Wind shook the cabin and clouds covered the sky. It was chilly and we were both reluctant to step outside. About ten the sun came out and we decided to venture out.

view from our front porch door cabin looking toward the east and Big Bend

We thought perhaps one of the lower elevation hiking trails would be more protected from the wind and so we chose Burro Mesa Spring and Pouroff. Both of us were happy to have hooded jackets and I found my stocking cap and gloves in a back seat pocket.

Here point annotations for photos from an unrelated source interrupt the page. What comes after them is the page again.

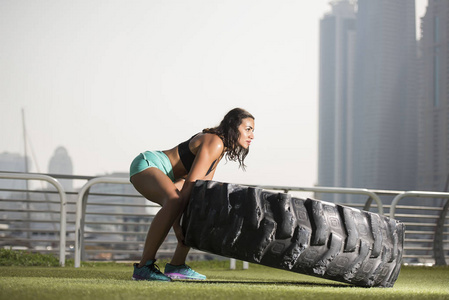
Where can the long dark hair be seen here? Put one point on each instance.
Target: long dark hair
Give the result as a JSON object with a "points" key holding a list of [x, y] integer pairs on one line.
{"points": [[228, 131]]}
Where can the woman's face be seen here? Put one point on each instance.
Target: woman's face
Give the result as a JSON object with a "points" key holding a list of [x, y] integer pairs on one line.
{"points": [[246, 130]]}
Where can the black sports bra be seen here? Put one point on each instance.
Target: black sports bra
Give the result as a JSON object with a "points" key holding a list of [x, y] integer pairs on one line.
{"points": [[187, 157]]}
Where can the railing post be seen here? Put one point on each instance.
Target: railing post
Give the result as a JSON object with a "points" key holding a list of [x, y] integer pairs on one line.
{"points": [[81, 211], [63, 206]]}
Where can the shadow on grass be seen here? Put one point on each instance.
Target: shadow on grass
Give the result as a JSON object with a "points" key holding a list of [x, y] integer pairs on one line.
{"points": [[281, 283]]}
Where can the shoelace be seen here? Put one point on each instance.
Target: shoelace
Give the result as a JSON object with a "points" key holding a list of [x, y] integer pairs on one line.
{"points": [[155, 268]]}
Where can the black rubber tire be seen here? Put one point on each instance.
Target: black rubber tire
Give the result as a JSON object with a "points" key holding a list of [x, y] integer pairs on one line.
{"points": [[305, 236]]}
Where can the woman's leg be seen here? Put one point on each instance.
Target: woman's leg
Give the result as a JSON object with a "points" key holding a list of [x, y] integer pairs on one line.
{"points": [[154, 185], [179, 257]]}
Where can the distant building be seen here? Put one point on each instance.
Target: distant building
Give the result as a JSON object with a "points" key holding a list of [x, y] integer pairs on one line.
{"points": [[434, 99], [368, 96], [12, 162], [61, 164], [337, 44]]}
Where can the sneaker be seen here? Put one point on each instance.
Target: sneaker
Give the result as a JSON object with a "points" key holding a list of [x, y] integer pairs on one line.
{"points": [[149, 272], [182, 272]]}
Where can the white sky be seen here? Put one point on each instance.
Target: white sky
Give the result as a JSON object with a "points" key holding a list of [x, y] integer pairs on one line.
{"points": [[109, 79]]}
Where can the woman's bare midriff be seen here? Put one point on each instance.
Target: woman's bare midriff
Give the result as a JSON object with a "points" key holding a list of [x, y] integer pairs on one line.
{"points": [[178, 168]]}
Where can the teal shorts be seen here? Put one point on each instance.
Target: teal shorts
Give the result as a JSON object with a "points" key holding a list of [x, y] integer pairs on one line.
{"points": [[152, 159]]}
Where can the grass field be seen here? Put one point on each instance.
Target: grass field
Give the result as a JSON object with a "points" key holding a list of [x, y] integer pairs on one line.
{"points": [[113, 281]]}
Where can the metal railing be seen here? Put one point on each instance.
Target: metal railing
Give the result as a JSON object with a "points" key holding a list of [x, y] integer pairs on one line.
{"points": [[63, 203], [111, 222]]}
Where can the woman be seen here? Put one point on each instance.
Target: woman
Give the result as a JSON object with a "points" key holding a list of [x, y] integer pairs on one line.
{"points": [[167, 178]]}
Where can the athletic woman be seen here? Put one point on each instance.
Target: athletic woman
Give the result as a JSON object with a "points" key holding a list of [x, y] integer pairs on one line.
{"points": [[167, 178]]}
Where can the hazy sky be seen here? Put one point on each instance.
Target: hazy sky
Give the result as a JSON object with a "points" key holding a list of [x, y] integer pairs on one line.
{"points": [[109, 79]]}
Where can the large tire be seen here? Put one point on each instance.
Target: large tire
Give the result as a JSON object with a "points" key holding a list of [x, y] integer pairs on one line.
{"points": [[305, 236]]}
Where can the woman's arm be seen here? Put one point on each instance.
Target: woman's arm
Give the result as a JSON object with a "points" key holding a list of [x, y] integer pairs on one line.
{"points": [[210, 150]]}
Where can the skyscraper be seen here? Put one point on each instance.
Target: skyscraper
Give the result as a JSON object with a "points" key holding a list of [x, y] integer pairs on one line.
{"points": [[368, 137], [434, 99], [385, 88], [337, 44], [61, 163]]}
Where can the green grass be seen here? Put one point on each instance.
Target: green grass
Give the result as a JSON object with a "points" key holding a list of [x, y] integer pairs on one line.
{"points": [[113, 281]]}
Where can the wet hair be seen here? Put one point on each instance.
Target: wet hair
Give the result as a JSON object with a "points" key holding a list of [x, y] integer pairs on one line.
{"points": [[228, 131]]}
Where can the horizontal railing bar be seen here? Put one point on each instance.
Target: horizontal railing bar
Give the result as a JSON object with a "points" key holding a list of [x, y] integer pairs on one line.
{"points": [[418, 240], [31, 211], [435, 208], [123, 204], [399, 216], [162, 251]]}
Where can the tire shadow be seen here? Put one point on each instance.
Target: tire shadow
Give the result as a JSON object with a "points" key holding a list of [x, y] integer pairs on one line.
{"points": [[279, 283]]}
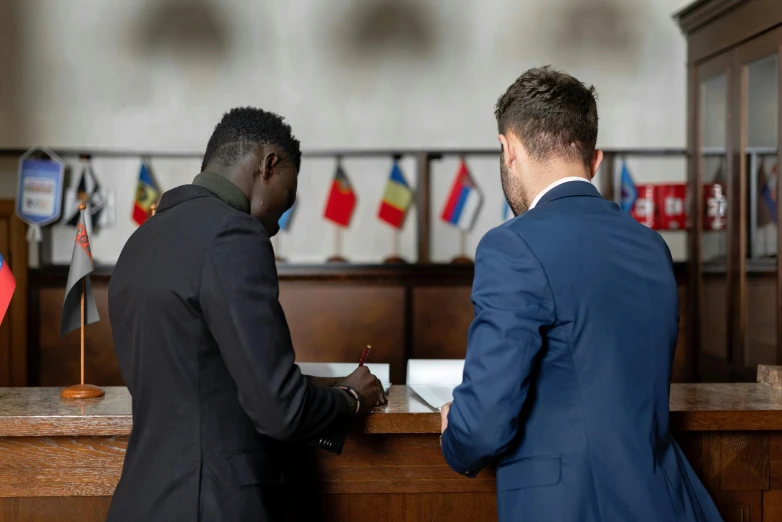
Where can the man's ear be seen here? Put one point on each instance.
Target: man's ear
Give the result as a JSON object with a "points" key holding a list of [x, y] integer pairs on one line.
{"points": [[508, 154], [597, 159], [267, 165]]}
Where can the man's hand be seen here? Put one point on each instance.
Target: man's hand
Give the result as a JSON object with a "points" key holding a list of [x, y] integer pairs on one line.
{"points": [[444, 417], [368, 388]]}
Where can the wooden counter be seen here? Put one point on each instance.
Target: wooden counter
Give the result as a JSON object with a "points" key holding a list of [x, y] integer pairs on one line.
{"points": [[60, 461]]}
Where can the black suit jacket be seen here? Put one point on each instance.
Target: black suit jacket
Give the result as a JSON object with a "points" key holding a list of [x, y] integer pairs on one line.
{"points": [[205, 351]]}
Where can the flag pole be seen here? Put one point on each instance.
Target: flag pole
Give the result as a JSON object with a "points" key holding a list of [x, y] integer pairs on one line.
{"points": [[337, 257], [82, 391], [83, 290]]}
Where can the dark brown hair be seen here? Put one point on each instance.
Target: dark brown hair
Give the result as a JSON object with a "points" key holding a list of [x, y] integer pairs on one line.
{"points": [[552, 113]]}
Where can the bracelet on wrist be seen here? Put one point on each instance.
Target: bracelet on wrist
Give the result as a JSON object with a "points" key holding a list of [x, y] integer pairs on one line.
{"points": [[353, 394]]}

start of burro mesa spring trail

more trail

looking back

end of the trail with spring by that cottonwood

Quite a few people were on the trail and we chatted with some of them. The distances marked on the maps did not seem consistent with my Fitbit readings..perhaps they were crow miles, not land miles. We did a lot of up and downs and over rocks. The spring was at the bottom of a wash with some sheer drop-offs. We could see footprints there but remembered our agility and aging bones and called it a completed hike.

Our next stop was at the PourOff. This was considered an ‘easy’ hike of a short distance. Again it required some effort on our part to traverse. The pouroff resembles a lava tube and we could hear people on the upper spring trail talking.

A couple from Washington state asked about pinon—and showed us some fruiting bodies==definitely not pinon nuts. Near the pouroff we found several pinon trees with a large quantity of pinon nuts below—it was tempting to run after that couple—but again remembering the status of our feet and legs—we opted to continue on.

pinon tree
pinon tree

By this time it was a little after 2 PM. We wanted a short hike—but not too long as we wanted to be at the Starlight before 5 PM to assure ourselves of a table. Homer Wilson ranch and part of the Dodson Trail seemed like a good option.

This ranch site was abandoned in 1945 but it is stil in excellent condition. The ranch house itself is roomy with a large porch overlooking the canyon below. The foreman’s hose is much smaller. Remains of the corral were visible but we did not find the dipping vat for the sheep.

bear warnings for this area that was home to 2500 sheep a century ago
abandoned in 1945 but still looks like it would be livable
corral still standing

Terlingua weas packed with people abut we were able to get a table quickly at the Starlight. I had chicken Suate, Glen had the ribeye—and we sampled the antelope strips as an appetizer. The bourbon chocolate pecan pie was as wonderful as the first time.

the first time we ate here the stars were visible through the missing roof; now there are painted stars on an enclosed roof

Home to sort through photos and prepare for our last day here.

Steps today—13,771. Perhaps it was a good thing we did not hike yesterday giving our aging feet and muscles a time to rest.